§ 52. Mr. GINNELL
asked the Prime Minister if he will now state the composition of the tribunal and the character of the promised public inquiry into the killing of non-combatant civilians by the military in Dublin in connection with the recent insurrection; whether the inquiry will embrace the cases of the three non-combatant civilians, Francis Sheehy Skeffington, Thomas Dickson, and Patrick M'Intyre, shot at Portobello Barracks and buried in the barrack yard; the cases of the seventy-one prisoners, including women, shot in Richmond Barracks and buried without identification; the cases of Ernest 1665 Cavanagh, John Hewson, William Maguire, Harris, Casey, and Fowler, shot in the Eden Quay area the cases of Thomas Hickey, Christopher Hickey, Peter Connolly, Peter Lawless, James M'Carthy, Patrick Hoey, and George Ewing, shot in houses in North King Street and buried in cellars and yards there; the cases of Councillor Carroll, Patrick Nolan, and a boy named Coade; the case of Patrick Derrick, shot in the yard of his father's house in Eustace Street; the case of the Reverend Father Watters, shot dead by soldiers when on his way to administer the last sacraments to the dying; Nurse Kehoe, shot by soldiers while engaged in her professional duties; Mrs. Naylor, shot on Great Brunswick Street bridge; if all those cases are not to be inquired into, will he state the grounds for differentiation; whether all the officers and men involved in all those cases will be produced for examination and cross-examination; whether civilian witnesses will be allowed to appear and give evidence without adverse consequences from the Government; and when the inquiry will open?
§ The PRIME MINISTER
With regard to the first part of the question the composition of the tribunal of inquiry into the shootings at Portobello Barracks, which are the only cases in which a public inquiry has been promised, is in course of settlement, and I hope to make an announcement on the subject very soon. Public inquiries have not been promised into the other cases mentioned in the question. I stated my reasons for this decision on the 17th of this month in reply to a question by the hon. Member for East Mayo.
§ Mr. O'SHAUGHNESSY
Will the public inquiry include the shooting of one man in Phoenix Park who was a non-combatant?
§ The PRIME MINISTER
I do not know to what the hon. Member refers. I said shooting at the Portobello Barracks.
§ Mr. GINNELL
Does the Prime Minister maintain that the failure to give a ministerial pledge deprives the people in Ireland of rights they otherwise have? Will the Prime Minister explain why he distinguishes between the Sheehy-Skeffington case and other cases under precisely the same circumstances, and how he reconciles the answer he has just given with that 1666 given on the 10th May, in which he said that similar cases would be followed by similar procedure?
§ The PRIME MINISTER
I have already answered this question many times. I do not want to repeat what I have said.
§ 67. Mr. P. WHITE
asked the Secretary of State for the Home Department, why he refused permission to the hon. Member for North Meath to visit Arthur Griffith, an untried prisoner detained at Reading?

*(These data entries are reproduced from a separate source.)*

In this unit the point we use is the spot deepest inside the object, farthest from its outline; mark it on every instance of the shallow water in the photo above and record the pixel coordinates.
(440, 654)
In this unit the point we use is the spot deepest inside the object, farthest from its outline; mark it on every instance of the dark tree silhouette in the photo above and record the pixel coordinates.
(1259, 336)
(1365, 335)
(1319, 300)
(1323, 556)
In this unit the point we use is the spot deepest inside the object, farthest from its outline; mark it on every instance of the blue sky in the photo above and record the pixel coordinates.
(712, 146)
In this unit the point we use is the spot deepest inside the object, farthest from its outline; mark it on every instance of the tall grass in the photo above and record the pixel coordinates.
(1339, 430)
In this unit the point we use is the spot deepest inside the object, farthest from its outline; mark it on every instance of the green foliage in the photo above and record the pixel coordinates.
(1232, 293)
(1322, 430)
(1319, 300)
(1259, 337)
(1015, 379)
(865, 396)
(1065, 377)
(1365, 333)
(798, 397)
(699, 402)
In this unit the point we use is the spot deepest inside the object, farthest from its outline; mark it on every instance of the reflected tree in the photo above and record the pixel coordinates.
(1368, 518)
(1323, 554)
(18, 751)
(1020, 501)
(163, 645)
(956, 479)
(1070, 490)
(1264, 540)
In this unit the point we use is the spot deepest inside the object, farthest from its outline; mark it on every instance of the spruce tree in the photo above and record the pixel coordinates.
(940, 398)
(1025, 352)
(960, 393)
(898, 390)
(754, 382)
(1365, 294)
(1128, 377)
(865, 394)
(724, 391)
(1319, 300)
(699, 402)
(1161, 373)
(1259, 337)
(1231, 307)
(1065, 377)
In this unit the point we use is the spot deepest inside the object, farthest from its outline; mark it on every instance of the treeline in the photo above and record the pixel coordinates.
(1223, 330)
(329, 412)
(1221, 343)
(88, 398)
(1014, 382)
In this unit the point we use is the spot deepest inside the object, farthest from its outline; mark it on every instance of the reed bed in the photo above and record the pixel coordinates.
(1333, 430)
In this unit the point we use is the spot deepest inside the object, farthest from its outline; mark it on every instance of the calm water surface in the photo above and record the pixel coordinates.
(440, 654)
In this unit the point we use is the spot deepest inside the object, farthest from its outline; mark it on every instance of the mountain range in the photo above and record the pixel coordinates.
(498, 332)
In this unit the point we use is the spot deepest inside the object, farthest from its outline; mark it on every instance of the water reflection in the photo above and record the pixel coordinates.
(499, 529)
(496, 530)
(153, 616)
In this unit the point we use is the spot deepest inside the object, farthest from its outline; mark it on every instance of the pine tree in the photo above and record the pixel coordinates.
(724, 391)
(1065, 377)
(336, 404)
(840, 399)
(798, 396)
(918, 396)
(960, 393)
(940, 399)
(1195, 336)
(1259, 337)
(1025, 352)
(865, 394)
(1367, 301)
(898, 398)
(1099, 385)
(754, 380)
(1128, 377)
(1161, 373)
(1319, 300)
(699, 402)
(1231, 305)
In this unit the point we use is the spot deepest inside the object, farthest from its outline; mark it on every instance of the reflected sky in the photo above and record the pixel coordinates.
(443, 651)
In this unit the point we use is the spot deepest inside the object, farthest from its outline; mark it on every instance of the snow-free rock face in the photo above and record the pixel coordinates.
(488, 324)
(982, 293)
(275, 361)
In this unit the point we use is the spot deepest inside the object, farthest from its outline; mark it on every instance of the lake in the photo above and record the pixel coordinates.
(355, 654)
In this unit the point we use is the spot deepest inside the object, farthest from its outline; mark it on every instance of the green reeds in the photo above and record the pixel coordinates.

Arthur Griffith is interned at Reading. The grounds for his internment are stated in the notice of the Order which has been served upon him. I have not yet received any recommendation about him from the Advisory Committee, but they are dealing this week with the cases of all the Irish prisoners at Reading who have not previously appeared before them. Griffith is allowed to receive visits in accordance with the rules. Applications from Members of Parliament to pay special visits have been exceedingly numerous, and are allowed as far as possible, but a certain discretion had to be exercised in the matter.
If the hon. Member who has put the question is specially desirous of visiting this man I will certainly arrange it.
There is a very large number of visits, and it is quite impossible for me to know about every one of them.